The Prize

★★★★
theatre review (edinburgh) | Read in About 2 minutes
33330 large
102793 original
Published 19 Aug 2012

It’s not the winning, it’s the taking part that counts, right? Maybe not for the hundreds of determined Olympic hopefuls we have anxiously watched compete during London 2012. It is this passion and intense desire to succeed that is explored in this delicately constructed verbatim piece from Murmur and Live Theatre, drawing on interviews with British athletes past, present and future. For them, failing is simply not an option.

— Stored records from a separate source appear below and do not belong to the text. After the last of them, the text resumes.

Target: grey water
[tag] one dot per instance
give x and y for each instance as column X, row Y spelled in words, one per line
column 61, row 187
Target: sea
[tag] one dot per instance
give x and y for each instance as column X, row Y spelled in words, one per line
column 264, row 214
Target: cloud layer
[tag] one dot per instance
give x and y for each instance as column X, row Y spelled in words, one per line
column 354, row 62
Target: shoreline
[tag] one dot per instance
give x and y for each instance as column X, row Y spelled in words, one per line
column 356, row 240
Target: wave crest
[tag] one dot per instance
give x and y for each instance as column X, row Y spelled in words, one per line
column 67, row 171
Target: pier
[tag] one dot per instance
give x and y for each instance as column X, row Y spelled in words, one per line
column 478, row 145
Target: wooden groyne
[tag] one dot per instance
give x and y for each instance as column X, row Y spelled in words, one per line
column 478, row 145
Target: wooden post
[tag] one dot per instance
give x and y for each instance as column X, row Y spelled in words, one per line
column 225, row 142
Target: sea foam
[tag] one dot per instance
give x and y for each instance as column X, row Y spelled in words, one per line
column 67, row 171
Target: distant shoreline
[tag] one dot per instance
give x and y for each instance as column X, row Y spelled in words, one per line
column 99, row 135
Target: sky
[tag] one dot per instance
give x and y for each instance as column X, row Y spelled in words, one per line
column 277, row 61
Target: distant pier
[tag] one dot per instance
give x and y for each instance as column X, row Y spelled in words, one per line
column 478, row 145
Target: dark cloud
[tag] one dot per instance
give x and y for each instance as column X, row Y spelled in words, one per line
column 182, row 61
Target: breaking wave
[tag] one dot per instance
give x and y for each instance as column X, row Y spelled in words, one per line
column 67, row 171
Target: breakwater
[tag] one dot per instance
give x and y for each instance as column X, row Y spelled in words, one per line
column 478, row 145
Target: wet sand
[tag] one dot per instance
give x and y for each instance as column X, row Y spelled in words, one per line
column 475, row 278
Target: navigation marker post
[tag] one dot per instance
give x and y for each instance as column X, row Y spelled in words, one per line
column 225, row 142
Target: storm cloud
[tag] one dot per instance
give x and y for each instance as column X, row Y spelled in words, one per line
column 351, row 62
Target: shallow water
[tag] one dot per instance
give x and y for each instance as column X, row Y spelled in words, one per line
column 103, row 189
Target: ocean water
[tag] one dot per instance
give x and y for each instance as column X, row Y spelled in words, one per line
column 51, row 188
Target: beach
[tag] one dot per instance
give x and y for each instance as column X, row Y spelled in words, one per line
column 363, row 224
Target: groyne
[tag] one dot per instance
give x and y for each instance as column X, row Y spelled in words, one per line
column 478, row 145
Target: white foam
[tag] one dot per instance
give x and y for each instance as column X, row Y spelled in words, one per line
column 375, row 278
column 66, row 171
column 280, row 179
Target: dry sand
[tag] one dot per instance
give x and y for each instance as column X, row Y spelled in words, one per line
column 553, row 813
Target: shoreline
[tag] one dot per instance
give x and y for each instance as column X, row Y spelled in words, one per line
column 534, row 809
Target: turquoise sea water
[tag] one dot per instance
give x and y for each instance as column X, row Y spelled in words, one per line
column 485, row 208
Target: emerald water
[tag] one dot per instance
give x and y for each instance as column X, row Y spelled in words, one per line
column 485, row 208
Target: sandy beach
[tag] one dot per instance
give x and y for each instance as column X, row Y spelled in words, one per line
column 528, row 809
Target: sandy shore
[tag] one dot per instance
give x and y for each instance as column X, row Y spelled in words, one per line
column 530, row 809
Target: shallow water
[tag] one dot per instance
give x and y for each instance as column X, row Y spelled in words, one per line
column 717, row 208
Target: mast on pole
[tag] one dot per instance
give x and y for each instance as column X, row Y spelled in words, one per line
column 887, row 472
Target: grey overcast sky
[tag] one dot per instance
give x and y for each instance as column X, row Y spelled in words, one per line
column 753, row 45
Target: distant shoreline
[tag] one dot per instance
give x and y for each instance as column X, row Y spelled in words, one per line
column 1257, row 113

Performed by a cast of five on an almost bare stage, the power and the poignancy rightly lies with the voices of those interviewed, their experiences communicated through the actors. Murmur has spoken to a huge range of athletes, from a female diver who competed in the 1950s, when the honour really was the taking part, to athletes with ambitions for this year’s Olympics and Paralympics.

The carefully selected and assembled snatches of the resulting interviews reveal the athletes’ drive, dedication and struggles without ever tipping into the trite sentimentalism that the media around the Games has often fallen prey to. The principal emotional manipulation comes courtesy of projected text revealing whether or not those speaking qualified for the Games, a device that could be intrusive and heavy handed but is here executed with heartbreaking simplicity.

Propelled by the energy of the Games’ success and looking towards the Paralympics, The Prize resonates perfectly with current national feeling. But by being so of the moment, it is difficult to envisage much of a future life for the piece. Beautifully formed though it is, it feels—much like the sporting triumph it revolves around—fleetingly ephemeral.